The often slightly miserable nature of the first quarter growth figures, affected as they can be by the general economic lull post-Christmas?
A mixture of all or none of the above?
Untangling why the UK's economic growth has slumped so dramatically in the first three months of the year is not easy.
And there are no definitive answers.
Which is one of the main reasons why - although the 0.1% figure is likely to increase the doveish voices in the Bank of England on delaying an interest rate rise - the Monetary Policy Committee will wait for next week's construction, manufacturing and services figures before making a final judgement.
Brexit uncertainty has been a drag on the economy, as the International Monetary Fund has made clear.
The UK was top of the global growth league of our main industrial competitors before the referendum.
We are now languishing somewhere near the bottom.
Business investment is weak.
But nothing has abruptly changed on Brexit in the last three months to explain the sudden fall.
If anything, many firms - whose investment decisions drive a large part of the economy - consider recent announcements on progress to be more positive than some feared.
Turning to the Beast from the East, the Office for National Statistics says that the effect of the bad weather was "generally small".
And in some sectors - such as energy - demand was up because of the cold conditions.
Clearly, though, our most recent winter has had some impact.
The construction sector was down sharply (up to 30 days were lost on house building sites, for example, due to the freezing conditions).
The Beast from the East also appears to have affected fuel sales and high street shopping more generally.

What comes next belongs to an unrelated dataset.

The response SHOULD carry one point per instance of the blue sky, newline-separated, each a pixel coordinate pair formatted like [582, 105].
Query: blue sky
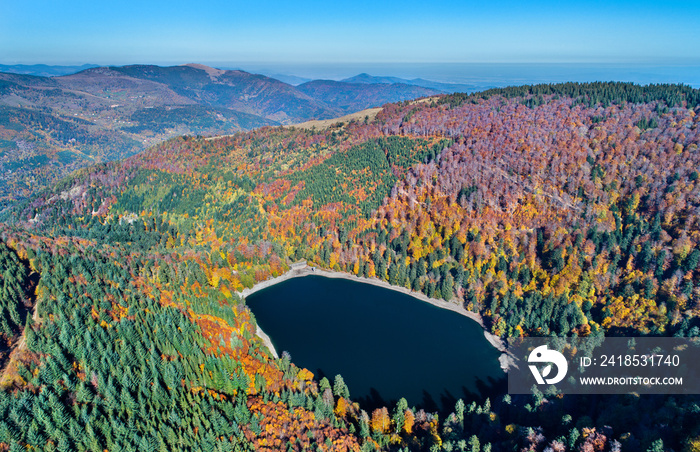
[225, 32]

In France, which suffered similar bad weather, growth fell to 0.3% in the first three months of the year from 0.7% in the final quarter of 2017 - though that was as much down to soft investment numbers and slowing exports as the ice.
In Britain, more important than the bad weather is, frankly, us.
The nervous consumer.
Little noticed this morning was the latest GfK Consumer Confidence Index, which is used across the European Union to judge how consumers are feeling.

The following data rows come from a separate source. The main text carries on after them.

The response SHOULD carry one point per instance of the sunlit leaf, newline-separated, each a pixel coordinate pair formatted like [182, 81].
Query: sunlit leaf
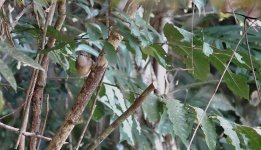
[177, 115]
[230, 132]
[253, 138]
[208, 129]
[236, 83]
[150, 108]
[7, 74]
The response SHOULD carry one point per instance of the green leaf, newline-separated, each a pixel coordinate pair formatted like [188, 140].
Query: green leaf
[25, 59]
[164, 126]
[7, 74]
[52, 32]
[253, 137]
[99, 111]
[20, 56]
[150, 108]
[229, 131]
[157, 52]
[236, 83]
[177, 115]
[172, 34]
[208, 129]
[110, 53]
[201, 65]
[2, 102]
[199, 4]
[207, 50]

It is sitting at -9, meaning that people are generally pretty pessimistic about the state of the economy.
It hasn't been in positive territory for precisely two years and four months.
The incomes squeeze of the last year and fears about sluggish growth are major negatives in people's minds.
There is also some initial evidence that house prices in London are starting to fall.
Which could signal a more general weakening in the housing market.
If consumers don't feel confident - or better off - spending is affected.
Household spending accounts for around 60% of value created in the economy.
If that softens, then the whole economy feels the effects.